第11話 大君と陰

 手に温もりを感じる。柔らかくて、愛おしくなるようで、泣きたくなる。

 誰かが自分を呼んでいる。体の感覚が戻ってくる。

 傍で誰かが話している。おれの眠りを邪魔しないように、密かな声で。

「……るはまだ目を覚まさないか?」

「はい。……きさんはもう?」

「帰ったよ。中宮様のお側を長く離れるわけにはいかんだろう」

「ええ……」

 正治と影頼は、ひそひそと会話を交わした。目の前には気を失ったように眠る青年がいる。二人は彼の目覚めを待っているのだ。

「ん……?」

「……晴?」

 晴は、目を閉じたまましかめっ面をして身じろきをした。それにいち早く気付いた正治が、晴の額に大きな手をのせる。少し汗をかいているようだ。

 すぐに手元にあった布で拭いてやる。すると晴は、ゆっくりと目を開けた。

 ぼんやりとした目で視線を彷徨わせ、二人の顔を見つけてようやく焦点を結ぶ。

「まさ、はるさん……? かげより、さんも」

「おお! 晴! 目を覚ましたか!」

「晴、気分はどうだ?」

「えっと……」

「晴、何処か痛いところはないか? 気分はどうだ? 何か食べるか?」

「……まずは、手を離してください。正治さん……頭に響くので」

「お……おお。すまない」

 怒涛の勢いで質問責めにされた上に、晴は両肩を正治につかまれ揺すられていた。起き抜けにこれはきつい。それがわかり、正治は罰の悪そうな顔でそっと手を離した。

「心配してくださったのはよくわかりました。……すみません」

「謝ることはない。きみは、『陰の儀式』にのぞんだのだから」

 影頼が微笑み、お粥を差し出した。それを受け取り、晴は自分がどれほど眠っていたのかと尋ねる。

「丸一日といったところだ。大君にはきみが目を覚ましたと使いを出そう。大層案じておられたからな」

「はい、ありがとうございます。……一日か」

 お粥が温かい。匙で一口ずつすくって食べた。その食事の間に、晴は二人の話をぼおっと聞いていた。

「大君からも、晴の様子を尋ねる文が届いたぞ。気分が落ち着いたら顔を見せに来てほしいと。その時、詳しいことを改めて話して下さるそうだ」

「わかりました」

 正治の言葉に頷いた晴に、影頼がにやりと笑った。

「あの優月という子も来たぞ。中宮様か誰かに聞いたんだろう」

「え……!」

「えらく慌てて、『晴は無事なんですか!?』とこちらが驚くような勢いだった」

「……優月」

 心配かけたみたいですね、と苦笑ぎみの晴に、影頼は「そうだな」と答える。そして優しい顔をした。

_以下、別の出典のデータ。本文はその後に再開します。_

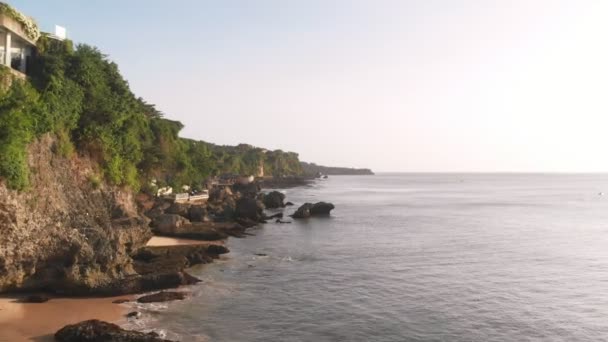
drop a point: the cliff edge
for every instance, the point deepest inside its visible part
(68, 233)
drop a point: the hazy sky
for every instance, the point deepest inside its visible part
(513, 85)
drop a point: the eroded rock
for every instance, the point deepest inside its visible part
(99, 331)
(163, 296)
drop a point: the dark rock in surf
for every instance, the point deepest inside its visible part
(99, 331)
(308, 210)
(197, 213)
(36, 298)
(273, 200)
(321, 209)
(163, 296)
(249, 208)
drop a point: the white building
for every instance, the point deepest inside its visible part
(16, 46)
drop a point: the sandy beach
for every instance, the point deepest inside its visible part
(39, 321)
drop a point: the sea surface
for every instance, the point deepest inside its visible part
(413, 257)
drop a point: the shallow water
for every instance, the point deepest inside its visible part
(415, 257)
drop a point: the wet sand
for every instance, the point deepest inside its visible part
(39, 321)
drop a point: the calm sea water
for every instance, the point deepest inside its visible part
(414, 257)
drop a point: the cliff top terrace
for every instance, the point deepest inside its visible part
(18, 35)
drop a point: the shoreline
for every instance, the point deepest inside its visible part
(39, 321)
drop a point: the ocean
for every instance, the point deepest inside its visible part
(413, 257)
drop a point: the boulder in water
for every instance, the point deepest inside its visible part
(308, 210)
(274, 200)
(163, 296)
(321, 209)
(97, 331)
(249, 209)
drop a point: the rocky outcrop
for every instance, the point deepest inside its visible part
(66, 233)
(303, 211)
(273, 200)
(321, 209)
(168, 223)
(99, 331)
(249, 209)
(198, 213)
(163, 296)
(309, 210)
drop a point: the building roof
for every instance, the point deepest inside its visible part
(19, 24)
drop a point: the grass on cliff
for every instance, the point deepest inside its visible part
(78, 95)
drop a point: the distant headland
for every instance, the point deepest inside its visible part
(313, 169)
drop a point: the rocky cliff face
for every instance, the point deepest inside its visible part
(66, 234)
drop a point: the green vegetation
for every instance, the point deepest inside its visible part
(28, 24)
(79, 96)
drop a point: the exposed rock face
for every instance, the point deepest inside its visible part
(321, 209)
(99, 331)
(197, 213)
(178, 209)
(168, 223)
(274, 200)
(308, 210)
(303, 211)
(249, 209)
(63, 234)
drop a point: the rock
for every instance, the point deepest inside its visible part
(134, 314)
(180, 209)
(168, 223)
(308, 209)
(67, 241)
(249, 208)
(303, 211)
(220, 194)
(163, 296)
(247, 190)
(274, 200)
(321, 209)
(99, 331)
(36, 298)
(120, 301)
(278, 215)
(197, 213)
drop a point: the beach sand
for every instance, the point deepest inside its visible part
(39, 321)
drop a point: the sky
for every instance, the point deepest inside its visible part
(415, 86)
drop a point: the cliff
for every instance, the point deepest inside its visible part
(66, 233)
(314, 169)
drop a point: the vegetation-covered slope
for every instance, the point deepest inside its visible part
(79, 96)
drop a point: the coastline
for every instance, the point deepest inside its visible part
(39, 321)
(21, 321)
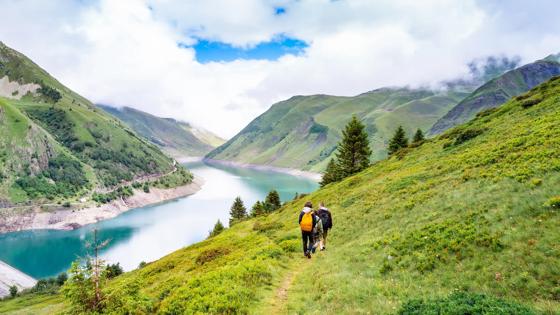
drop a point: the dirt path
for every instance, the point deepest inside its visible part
(277, 304)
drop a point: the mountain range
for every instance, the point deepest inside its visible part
(303, 131)
(498, 90)
(464, 223)
(177, 138)
(56, 145)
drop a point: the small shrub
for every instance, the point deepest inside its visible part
(211, 254)
(263, 227)
(290, 246)
(530, 102)
(523, 96)
(467, 135)
(113, 270)
(553, 202)
(460, 303)
(486, 112)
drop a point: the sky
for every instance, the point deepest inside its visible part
(220, 63)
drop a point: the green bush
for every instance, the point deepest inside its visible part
(553, 202)
(290, 246)
(467, 135)
(437, 243)
(211, 254)
(530, 102)
(464, 303)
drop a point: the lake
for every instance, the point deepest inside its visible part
(151, 232)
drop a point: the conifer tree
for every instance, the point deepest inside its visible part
(258, 209)
(418, 136)
(237, 212)
(331, 173)
(218, 228)
(353, 151)
(398, 141)
(272, 201)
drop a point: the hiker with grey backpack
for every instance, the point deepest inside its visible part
(326, 220)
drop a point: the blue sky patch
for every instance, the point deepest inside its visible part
(279, 11)
(208, 51)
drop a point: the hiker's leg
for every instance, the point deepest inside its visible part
(304, 240)
(310, 237)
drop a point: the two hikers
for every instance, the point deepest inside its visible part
(314, 227)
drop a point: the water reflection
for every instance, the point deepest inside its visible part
(148, 233)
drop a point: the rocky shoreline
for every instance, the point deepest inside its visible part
(69, 219)
(291, 171)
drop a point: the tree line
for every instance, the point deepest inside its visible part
(353, 152)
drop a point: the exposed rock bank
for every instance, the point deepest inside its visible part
(66, 219)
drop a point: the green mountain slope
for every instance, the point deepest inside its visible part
(498, 91)
(56, 145)
(179, 139)
(303, 132)
(474, 210)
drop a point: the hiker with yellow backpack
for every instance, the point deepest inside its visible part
(307, 221)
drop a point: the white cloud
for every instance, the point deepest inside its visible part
(125, 52)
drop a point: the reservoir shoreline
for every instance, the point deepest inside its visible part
(290, 171)
(69, 219)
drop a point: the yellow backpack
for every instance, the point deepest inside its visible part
(306, 223)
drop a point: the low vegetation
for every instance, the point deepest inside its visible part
(470, 227)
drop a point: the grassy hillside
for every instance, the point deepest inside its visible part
(498, 91)
(56, 145)
(179, 139)
(303, 132)
(469, 216)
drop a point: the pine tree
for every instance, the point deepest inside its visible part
(258, 209)
(331, 173)
(418, 136)
(398, 141)
(272, 201)
(353, 151)
(237, 212)
(13, 291)
(218, 228)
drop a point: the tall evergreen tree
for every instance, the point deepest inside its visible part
(218, 228)
(398, 141)
(331, 173)
(237, 212)
(258, 209)
(353, 151)
(418, 136)
(272, 201)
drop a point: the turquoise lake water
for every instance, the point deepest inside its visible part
(148, 233)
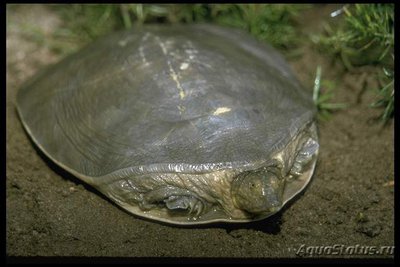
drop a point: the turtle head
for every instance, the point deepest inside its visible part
(259, 191)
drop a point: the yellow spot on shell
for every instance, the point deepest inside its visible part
(184, 66)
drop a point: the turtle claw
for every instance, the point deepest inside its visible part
(174, 199)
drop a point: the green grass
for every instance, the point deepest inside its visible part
(366, 37)
(323, 93)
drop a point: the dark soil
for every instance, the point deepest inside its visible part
(350, 201)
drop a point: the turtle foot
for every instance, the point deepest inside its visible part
(175, 199)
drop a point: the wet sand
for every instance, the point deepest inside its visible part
(349, 201)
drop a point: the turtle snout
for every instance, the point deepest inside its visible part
(258, 191)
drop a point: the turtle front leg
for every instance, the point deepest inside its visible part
(175, 199)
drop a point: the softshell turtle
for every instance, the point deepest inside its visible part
(180, 124)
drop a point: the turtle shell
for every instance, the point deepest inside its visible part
(158, 100)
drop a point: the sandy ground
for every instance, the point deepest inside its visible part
(350, 201)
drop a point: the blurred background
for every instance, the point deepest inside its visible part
(342, 53)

「彼女、泣くのを必死で我慢してたぞ。歯をくいしばって、震えて。それでもお前の手を握って離さなかった。……舞の稽古があるから、と迎えに来たあかがねに呼ばれるまで」

「そんな、に」

 夢の中で感じた手の温かさは、優月のものであったのだ。それに呼ばれて、目を覚ませたような気もする。

 己の手を見つめる晴の掛け布団代わりの単を指し、正治は微笑んだ。

「ここ、濡れてるだろ? あのが堪えきれずに落とした涙の跡だ。……本当に大切に思われてるんだな、晴」

 にやりと笑いかけ、正治は表情を改めた。ここはおちょくる場面ではないと思ったのかもしれない。隣で影頼が軽く睨んだことも影響しているだろうが。

 晴は下半身に力を入れた。まだ背中や手足などが痛むが、そんなことよりも今動かなければと思うことがある。

「晴、まだ動かない方が……」

「……いや、行った方が良い。行くんだろ、清涼殿へ」

「はい。大君と、優月に会わなければいけません」

「なら、さらしを巻き直しておこう。きみは何をしでかすかわからないからな」

「……酷いですね、影頼さん」

 影頼の自分に対する扱いに苦言を呈しつつも、晴は大人しく背中の傷を二人にさらした。運よく膿まなかったという火傷に薬を塗ってもらい、さらしを巻く。

 体は正直思う以上に不自由だが、晴は二人に礼を言い、籠を断り徒歩で宮中を目指した。


「優月、一息ついてはどう?」

「いえ。まだ、やれますから」

 香耀殿こうようでんのすぐ前にある小さな庭で、少女が風に髪をなびかせながら一心に舞っていた。

 その舞は、この日本国にもともとあるものに彼女がアレンジを加えたものだ。ゆっくりゆっくりと優雅に舞うものから、少し動きを激しめにしたものだ。初めて見た時、てるは目を丸くしたものだが、今ではそれも舞だと理解している。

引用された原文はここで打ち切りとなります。